Julio apoyó su cabeza en el asiento; había pasajeros que le saludaban
cuando volvían a la parte trasera del autobús: “me he debido perder alguna
pelea”, pensé. Yo me quedé mirándolo, gesticulando, en silencio. Al fin:
- ¡Qué pasa! – me soltó con su habitual
dejadez– ¿Ya ha acabado todo?
- ¡Cómo que ya ha acabado todo! Nada ha
acabado; y lo peor es que nunca habían terminado los problemas.
- El autobús arrancará, volveremos a casa,
nos echaremos unas cerv…
- ¿No te das cuenta, Julio? Los problemas
siguen: siguen los fuegos, como el del Amazonas, y siguen las protestas
callejeras, como en Ecuador… ¡Ah, pero, tienes razón! Es verdad, que nosotros
vivimos en Europa.
- ¡Mira que eres puñetero, eh! – no sabía
si me miraba cansado, enfadado o simplemente ensimismado en sus cosas– Siempre
aprovechas cualquier oportunidad para meter una pullita a la derecha.

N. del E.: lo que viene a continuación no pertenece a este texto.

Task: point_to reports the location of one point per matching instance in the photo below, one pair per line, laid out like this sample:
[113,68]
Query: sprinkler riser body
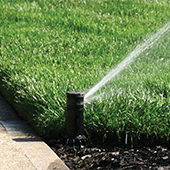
[74,114]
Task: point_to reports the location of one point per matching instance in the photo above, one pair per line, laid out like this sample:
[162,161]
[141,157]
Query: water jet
[74,118]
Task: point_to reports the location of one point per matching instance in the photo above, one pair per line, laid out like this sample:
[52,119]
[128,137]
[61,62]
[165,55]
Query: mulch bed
[108,156]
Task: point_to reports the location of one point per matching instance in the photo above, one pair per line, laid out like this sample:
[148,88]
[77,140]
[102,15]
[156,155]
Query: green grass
[49,48]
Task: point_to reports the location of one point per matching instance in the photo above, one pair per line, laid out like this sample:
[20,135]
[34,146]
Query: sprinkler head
[74,118]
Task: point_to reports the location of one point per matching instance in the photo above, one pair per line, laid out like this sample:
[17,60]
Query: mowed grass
[51,47]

- Que no, Julio, que no. Que en diez
semanas tendremos una televisión hasta los cables de lazos amarillos, violencia
catalana y ataques entre los de aquí y los de allá – callé un momento al ver
que la misma señora que al principio recriminó a Julio, ahora se dio la vuelta
para atender–. Y mientras siguen desahuciando gente, en Madrid, en Girona y en
el Mediterráneo; y los pensionistas, ¿qué?
- Hijo – me dijo la señora–, los
pensionistas no tienen idioma ni patria que no sea la de su familia.
- Lo siento, señora.
- ¿Por qué?
- Porque luchan por una generación que no
agradeceremos nunca la oportunidad que vamos a desaprovechar.
La señora sonrió displicente; Julio hizo un gesto capcioso y volvió a
recostarse. No me quedó más remedio que mirar por la ventana, aunque me vino a
la mente lo que me había enseñado Julio en su móvil, y decidí aprovechar para
ponerme al día: los titulares digitales eran poco halagüeños, pero preferí ver los
vídeos y las imágenes:
- Hasta la locura tiene más sentido –
susurré–.
- ¡Ya está bien! – me espetó Julio– Deja
de marearte: tú mismo lo has dicho, esto en unos días, cuando haya otra noticia
que exprimir, se pasará.
- Lo sé.
- Por una vez, y que Dios me pille
confesado, te haré caso: no voy a generalizar.
- ¿Por qué manifestante habéis cambiado a
mi Julio?
- Déjate de tonterías; sé que hay fuera
hay gente pacífica que solo lucha por lo que piensa. Los cabrones… Perdón: los
inconscientes son solo cuatro.
- Pero arrasan como un ejército…
- ¡Ah, cobarde! ¡Pues mandaremos al
nuest…! – me vio la mirada y paró– ¡Eh, picaste, imbécil! Es solo una broma,
tranquilo.
- Más te vale.
- Además para qué vamos a enviar a gente
que estrellaría sus paracaídas en la Sagrada Familia.
Orgulloso de su chiste, apoyó la cabeza en el respaldo y cerró los
ojos. Yo no pude. Estuve pendiente de todo lo que sucedía a mi alrededor:
¿miedo o deformación profesional? No lo sé. Pero eran escenas que quería
recordar: quería mantener las ideas que me dijo Julio, unas ideas que me
sorprendieron que salieran de su boca; aunque estoy convencido de que solo lo
hizo para tranquilizarme: las familias defienden, los ignorantes agreden.
Aquella reflexión debería servir para todo, pero no sé si somos capaces de convencernos. Siempre peleados incluso
en la celebración… ¡No! ¡No puede ser verdad! Ya estoy generalizando… ¡Me
niego!
- Mira, ya avanzamos…
El comentario de Julio me despertó de la ensoñación… Sí… José Luis
Garci puso buen título a la solución…
- Ojalá…
Julio se acomodó en su asiento; yo me recoloqué en el mío.